Remington Park is a horse racing track and casino located in Oklahoma City, Oklahoma. Built in 1988 by Edward J. DeBartolo Sr., it was the first world-class pari-mutuel track in Oklahoma. Since 2010, Global Gaming RP has owned and operated the racing facility.

==Races==
The track features an American Quarter Horse, Paint and Appaloosa season March through June. The Thoroughbred season begins August through December. In addition, Remington Park annually hosts the richest race in Oklahoma, the $1,000,000 Heritage Place Futurity in May and the $400,000 Oklahoma Derby headlines the Thoroughbred season in the fall. The rest of the year the park is open for casino gaming and simulcast racing.

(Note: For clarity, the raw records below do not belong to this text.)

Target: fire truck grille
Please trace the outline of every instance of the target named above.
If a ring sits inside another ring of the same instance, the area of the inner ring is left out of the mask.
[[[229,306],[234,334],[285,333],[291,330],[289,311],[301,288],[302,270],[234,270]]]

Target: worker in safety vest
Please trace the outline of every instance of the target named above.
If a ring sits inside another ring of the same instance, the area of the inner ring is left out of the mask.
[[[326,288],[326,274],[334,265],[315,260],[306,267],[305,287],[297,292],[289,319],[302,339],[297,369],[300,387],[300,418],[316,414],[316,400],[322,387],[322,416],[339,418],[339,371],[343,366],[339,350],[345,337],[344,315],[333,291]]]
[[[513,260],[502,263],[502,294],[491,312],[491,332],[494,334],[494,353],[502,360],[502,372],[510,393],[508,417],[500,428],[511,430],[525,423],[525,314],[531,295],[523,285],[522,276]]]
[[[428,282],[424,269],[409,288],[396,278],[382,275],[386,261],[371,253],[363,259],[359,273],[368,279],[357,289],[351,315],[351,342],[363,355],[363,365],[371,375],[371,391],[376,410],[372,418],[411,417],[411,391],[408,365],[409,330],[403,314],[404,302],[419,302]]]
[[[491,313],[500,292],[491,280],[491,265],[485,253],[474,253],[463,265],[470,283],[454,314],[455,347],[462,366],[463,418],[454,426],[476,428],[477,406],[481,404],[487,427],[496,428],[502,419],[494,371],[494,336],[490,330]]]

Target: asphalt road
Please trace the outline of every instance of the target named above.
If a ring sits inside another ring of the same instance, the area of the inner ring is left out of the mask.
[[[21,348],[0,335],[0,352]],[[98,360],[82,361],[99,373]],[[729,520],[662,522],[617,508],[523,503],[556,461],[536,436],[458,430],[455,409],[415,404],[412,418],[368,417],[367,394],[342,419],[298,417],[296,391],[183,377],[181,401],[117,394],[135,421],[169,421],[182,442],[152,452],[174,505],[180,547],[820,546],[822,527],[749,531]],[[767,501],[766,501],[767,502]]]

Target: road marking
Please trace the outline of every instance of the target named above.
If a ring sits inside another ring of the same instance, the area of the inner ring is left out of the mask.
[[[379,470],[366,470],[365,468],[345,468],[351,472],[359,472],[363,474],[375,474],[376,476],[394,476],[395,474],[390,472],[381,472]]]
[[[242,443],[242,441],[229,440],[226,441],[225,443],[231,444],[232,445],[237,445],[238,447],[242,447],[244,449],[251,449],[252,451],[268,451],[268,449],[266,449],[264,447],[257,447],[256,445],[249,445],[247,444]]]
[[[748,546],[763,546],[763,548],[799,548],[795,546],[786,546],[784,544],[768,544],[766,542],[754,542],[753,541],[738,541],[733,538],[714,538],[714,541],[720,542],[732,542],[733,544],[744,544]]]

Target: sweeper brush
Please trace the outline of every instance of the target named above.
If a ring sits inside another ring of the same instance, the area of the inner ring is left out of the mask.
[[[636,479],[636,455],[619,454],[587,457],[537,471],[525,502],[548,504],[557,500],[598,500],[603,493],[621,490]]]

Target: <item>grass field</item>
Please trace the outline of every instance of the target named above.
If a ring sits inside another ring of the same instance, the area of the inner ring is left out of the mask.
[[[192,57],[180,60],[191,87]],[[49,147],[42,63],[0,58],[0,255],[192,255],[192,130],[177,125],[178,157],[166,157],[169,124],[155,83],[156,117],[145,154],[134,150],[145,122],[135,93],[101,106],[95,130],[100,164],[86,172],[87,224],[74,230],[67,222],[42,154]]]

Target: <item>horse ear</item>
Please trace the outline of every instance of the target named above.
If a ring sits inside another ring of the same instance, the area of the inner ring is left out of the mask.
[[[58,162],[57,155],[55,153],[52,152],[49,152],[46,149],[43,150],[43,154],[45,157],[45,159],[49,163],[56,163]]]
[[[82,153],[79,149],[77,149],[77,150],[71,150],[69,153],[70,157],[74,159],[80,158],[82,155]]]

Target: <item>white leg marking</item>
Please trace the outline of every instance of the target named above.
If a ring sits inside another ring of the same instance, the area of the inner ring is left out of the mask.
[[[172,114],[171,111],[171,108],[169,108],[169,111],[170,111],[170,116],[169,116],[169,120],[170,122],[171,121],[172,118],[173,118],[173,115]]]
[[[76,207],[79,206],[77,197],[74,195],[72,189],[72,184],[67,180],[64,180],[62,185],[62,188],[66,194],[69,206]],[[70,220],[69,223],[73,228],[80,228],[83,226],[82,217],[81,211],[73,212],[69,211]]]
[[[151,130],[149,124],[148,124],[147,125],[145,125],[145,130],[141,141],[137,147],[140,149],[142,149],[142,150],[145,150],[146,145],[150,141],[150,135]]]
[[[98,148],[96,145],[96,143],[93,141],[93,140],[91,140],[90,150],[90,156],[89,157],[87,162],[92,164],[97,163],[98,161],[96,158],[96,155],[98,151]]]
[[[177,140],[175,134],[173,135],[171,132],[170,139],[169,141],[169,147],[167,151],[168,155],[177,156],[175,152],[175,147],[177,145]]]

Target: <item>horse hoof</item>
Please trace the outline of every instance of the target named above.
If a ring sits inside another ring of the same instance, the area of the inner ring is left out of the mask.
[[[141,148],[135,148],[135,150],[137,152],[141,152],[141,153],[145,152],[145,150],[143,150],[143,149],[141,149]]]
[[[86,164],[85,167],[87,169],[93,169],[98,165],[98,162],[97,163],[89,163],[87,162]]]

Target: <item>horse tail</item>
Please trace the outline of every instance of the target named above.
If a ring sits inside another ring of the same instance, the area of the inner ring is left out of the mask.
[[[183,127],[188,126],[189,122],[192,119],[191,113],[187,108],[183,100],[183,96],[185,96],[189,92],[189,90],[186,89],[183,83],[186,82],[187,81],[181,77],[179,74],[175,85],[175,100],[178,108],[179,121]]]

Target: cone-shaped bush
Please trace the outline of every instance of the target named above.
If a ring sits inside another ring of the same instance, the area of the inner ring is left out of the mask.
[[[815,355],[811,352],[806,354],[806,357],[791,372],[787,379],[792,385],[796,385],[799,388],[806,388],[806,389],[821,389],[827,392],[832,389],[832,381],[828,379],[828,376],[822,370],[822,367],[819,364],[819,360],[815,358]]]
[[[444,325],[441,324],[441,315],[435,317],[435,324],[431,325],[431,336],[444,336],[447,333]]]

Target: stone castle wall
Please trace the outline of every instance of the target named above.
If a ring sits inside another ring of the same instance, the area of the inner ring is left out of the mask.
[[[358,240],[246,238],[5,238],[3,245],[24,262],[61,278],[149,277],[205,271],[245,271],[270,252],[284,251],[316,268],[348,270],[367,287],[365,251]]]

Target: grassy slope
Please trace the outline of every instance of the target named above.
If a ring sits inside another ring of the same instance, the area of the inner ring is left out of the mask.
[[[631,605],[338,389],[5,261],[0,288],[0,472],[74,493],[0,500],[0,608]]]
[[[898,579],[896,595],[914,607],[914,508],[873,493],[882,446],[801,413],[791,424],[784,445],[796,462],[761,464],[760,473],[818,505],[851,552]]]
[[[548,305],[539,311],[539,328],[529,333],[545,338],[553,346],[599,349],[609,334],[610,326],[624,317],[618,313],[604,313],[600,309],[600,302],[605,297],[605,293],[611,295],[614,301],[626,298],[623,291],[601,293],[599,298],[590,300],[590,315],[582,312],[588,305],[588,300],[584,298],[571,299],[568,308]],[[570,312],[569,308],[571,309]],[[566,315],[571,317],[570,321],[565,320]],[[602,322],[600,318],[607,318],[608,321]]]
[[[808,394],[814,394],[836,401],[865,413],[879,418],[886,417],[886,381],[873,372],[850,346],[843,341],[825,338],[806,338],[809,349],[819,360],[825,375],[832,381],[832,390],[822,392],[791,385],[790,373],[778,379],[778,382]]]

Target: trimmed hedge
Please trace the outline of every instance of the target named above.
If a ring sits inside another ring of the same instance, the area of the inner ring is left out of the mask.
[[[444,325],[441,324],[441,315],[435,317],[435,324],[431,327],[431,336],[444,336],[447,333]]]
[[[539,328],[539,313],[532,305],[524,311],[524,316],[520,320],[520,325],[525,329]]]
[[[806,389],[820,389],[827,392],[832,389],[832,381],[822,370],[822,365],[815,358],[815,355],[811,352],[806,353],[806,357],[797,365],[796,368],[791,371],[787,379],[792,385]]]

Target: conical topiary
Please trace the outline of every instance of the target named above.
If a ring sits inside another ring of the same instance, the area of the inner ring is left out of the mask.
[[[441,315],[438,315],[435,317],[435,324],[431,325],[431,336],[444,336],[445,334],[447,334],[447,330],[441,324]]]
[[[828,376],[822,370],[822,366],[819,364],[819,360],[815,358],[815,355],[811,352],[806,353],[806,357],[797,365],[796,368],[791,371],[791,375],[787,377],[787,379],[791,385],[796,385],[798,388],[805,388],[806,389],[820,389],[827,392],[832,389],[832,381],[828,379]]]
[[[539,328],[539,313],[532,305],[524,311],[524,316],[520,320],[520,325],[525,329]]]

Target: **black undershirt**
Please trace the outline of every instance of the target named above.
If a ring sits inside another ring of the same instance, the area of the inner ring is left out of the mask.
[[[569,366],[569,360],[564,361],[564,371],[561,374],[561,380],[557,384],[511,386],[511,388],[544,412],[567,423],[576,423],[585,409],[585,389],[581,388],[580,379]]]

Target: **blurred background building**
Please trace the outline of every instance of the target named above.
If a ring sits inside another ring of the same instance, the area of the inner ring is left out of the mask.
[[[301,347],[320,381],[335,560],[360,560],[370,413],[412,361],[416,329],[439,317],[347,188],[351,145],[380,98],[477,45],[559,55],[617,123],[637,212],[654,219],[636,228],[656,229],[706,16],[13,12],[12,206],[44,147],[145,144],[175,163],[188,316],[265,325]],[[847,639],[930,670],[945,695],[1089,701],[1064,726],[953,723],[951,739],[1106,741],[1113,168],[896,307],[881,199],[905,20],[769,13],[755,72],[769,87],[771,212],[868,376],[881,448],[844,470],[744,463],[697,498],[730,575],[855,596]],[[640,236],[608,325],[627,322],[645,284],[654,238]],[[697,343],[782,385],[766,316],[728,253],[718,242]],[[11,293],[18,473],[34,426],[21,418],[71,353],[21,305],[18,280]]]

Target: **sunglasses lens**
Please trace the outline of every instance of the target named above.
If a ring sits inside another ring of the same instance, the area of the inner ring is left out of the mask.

In 2016, Remington Park hosted the AMA Pro Flat Track motorcycle racing series, marking the first time since the former Oklahoma State Fairgrounds half-mile in 1999 that motorcycle racing's oldest domestic championship was run in the area. The Oklahoma City Mile is held between the end of the quarter horse season and the thoroughbred seasons.

===Graded events===
The following Graded events were held at Remington Park in 2023.

Grade III

- Oklahoma Derby
- Remington Park Oaks

==History==
Remington Park was built by the late Edward J. DeBartolo Sr., the shopping mall developer who also owned Thistledown in Cleveland, Ohio and Louisiana Downs in Bossier City, Louisiana. Remington Park officially opened on September 1, 1988. At the time, it was the only American track to use a synthetic surface for its main track called Equitrack, which utilized grains of sand coated with a wax polymer. The intent was to provide a safe all-weather racing surface that would provide a fast condition for all races. The Equitrack experiment failed as the surface did not hold up during the very warm Oklahoma summers. Remington Park replaced Equitrack with a more traditional natural ingredient racing surface. No other American track used a synthetic surface until 2005, when Turfway Park installed an improved product called Polytrack. The main dirt track is one mile in circumference with the inner turf course measuring seven furlongs. Since 2005 Remington Park has included a casino with 750 slot machines. In 2009, the Horseplayers Association of North America introduced a rating system for 65 Thoroughbred racetracks in North America, and rated Remington Park #3. Remington Park is now owned by Global Gaming RP who purchased the facility via auction in 2009 from Magna Entertainment Corporation for $89.25 million dollars. Global Gaming began operations at Remington Park on January 1, 2010.